Так прошли пять дней и четыре ночи. И вечером пятого дня, когда серебряная планета повисла над садом, оно осмелело, уверившись теперь, что меня нечего бояться, что я сам страшусь, и облеклось в некую форму. Да, у него появилась телесная оболочка, но что это — подлинная его сущность или же только личина, и отчего оно выбрало эту форму — оттого ли, что ему не принять иную, — мне неведомо.

Оно повисло в окне, точно неподвижный парус в штиль, и сквозь него просвечивал закат. Да, оно не шелохнулось, ни единого дуновения жизни не исходило от него, и все же по было живое существо. В испуге я выбежал из кабинета, захлопнув дверь, но позже любопытство побудило меня вернуться. При свете свечей я увидел, что существо упало, а может быть, опустилось на мой стол. Я приблизился. Оно лежало складками, точно ткань с синим отливом, и, когда и, не удержавшись, прикоснулся к нему, оказалось, что на ощупь оно напоминает нежнейший бархат и тепло, точно человеческая кожа. Оно простерлось передо мной, укрывая своими складками мои книги и свитки, реторты и колбы. Состояние мое словами не опишешь. Скажу лишь, что обуревавший меня ужас сменился зачарованным изумлением. Не знаю, сколь долго я стоял и смотрел на эти синеватые складки, но вот издалека донесся голос служанки, возвещавшей, что ужин готов, и я поспешно вышел, тщательно заперев за собой дверь. Кто знал, что натворит это существо в мое отсутствие? А вдруг вновь исчезнет?

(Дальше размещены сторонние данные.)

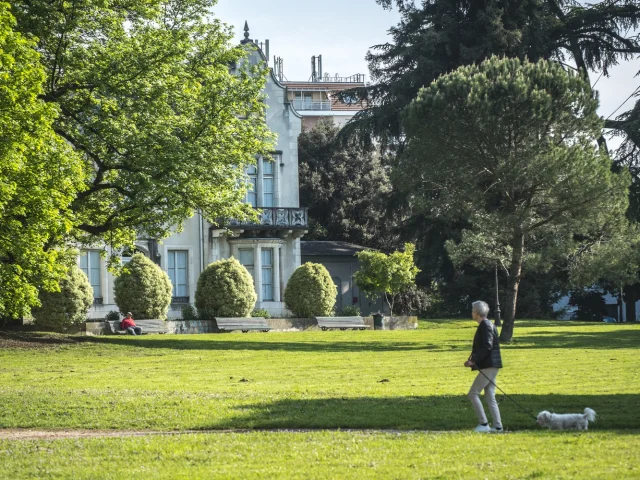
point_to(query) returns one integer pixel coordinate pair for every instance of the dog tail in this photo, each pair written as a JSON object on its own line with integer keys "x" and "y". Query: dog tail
{"x": 590, "y": 414}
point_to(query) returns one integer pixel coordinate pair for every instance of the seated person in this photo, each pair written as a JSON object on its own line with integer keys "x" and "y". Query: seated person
{"x": 129, "y": 325}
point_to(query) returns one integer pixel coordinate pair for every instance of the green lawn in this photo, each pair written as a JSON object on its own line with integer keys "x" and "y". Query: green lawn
{"x": 319, "y": 380}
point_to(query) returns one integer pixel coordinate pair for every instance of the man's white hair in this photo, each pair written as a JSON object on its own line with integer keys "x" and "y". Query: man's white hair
{"x": 481, "y": 308}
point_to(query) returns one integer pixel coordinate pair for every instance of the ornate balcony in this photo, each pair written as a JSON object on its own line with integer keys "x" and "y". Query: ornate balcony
{"x": 275, "y": 218}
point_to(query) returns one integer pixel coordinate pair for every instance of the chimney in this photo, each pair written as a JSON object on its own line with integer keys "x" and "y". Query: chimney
{"x": 314, "y": 77}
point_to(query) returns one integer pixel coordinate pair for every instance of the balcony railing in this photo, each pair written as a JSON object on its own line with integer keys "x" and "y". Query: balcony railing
{"x": 306, "y": 105}
{"x": 275, "y": 218}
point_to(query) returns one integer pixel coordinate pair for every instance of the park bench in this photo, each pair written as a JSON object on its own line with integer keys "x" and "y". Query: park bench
{"x": 343, "y": 323}
{"x": 229, "y": 324}
{"x": 148, "y": 326}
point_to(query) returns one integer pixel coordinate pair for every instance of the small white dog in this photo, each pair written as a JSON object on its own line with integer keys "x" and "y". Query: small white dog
{"x": 566, "y": 421}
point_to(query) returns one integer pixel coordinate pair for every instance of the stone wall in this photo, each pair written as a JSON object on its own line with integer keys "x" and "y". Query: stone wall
{"x": 277, "y": 324}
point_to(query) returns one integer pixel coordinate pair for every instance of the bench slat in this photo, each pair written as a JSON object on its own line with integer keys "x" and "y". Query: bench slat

В ту ночь я спал на диво крепко, мертвым сном, а когда наутро открыл глаза, то существо висело прямо надо мной в воздухе, проникнув под балдахин постели. Как долго оно наблюдало за мной своим безглазым взором? Конечно, проникнуть в дом ему не составило никакого труда — оно просочилось сквозь щель под дверью, а дом давно был готов к таким гостям, да и город наш носит название в честь той же планеты, с которой оно явилось.

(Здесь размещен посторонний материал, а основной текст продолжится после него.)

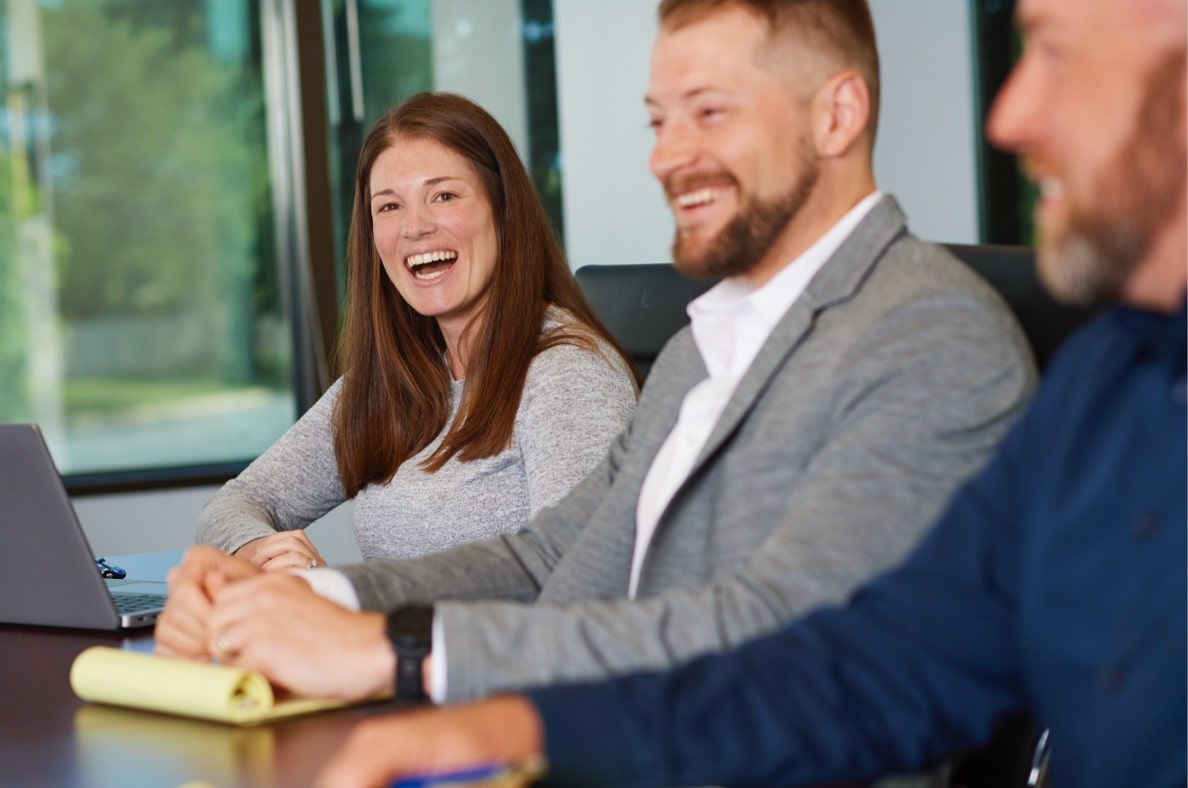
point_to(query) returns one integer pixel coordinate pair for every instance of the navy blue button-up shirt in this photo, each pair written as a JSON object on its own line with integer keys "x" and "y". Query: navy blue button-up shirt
{"x": 1054, "y": 582}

Но что же мне теперь делать? Что от меня требуется? так я задумался, ибо твердо знал, что превратился в его покорного раба. Мне кажется, оно ожидает, что я помогу ему обрести форму, более привычную для взора земных обитателей, такую, чтобы ничем от них не отличаться, чтобы смешаться с ними, но как же это проделать? Как придать этому созданию облик не только обычный, но и привлекательный с земной точки зрения?

Ответ был явлен мне во сне. Может статься, незваный гость проник в мои мысли; так или иначе, он убедил меня, что способ лишь один. Он заметил мои картины, и теперь от меня требуется натянуть его кожу на раму и поверх этого небывалого холста написать картину. Но что же мне изобразить? Несомненно, мой гость научит меня, как поступить дальше, как уже научил в прошлую ночь.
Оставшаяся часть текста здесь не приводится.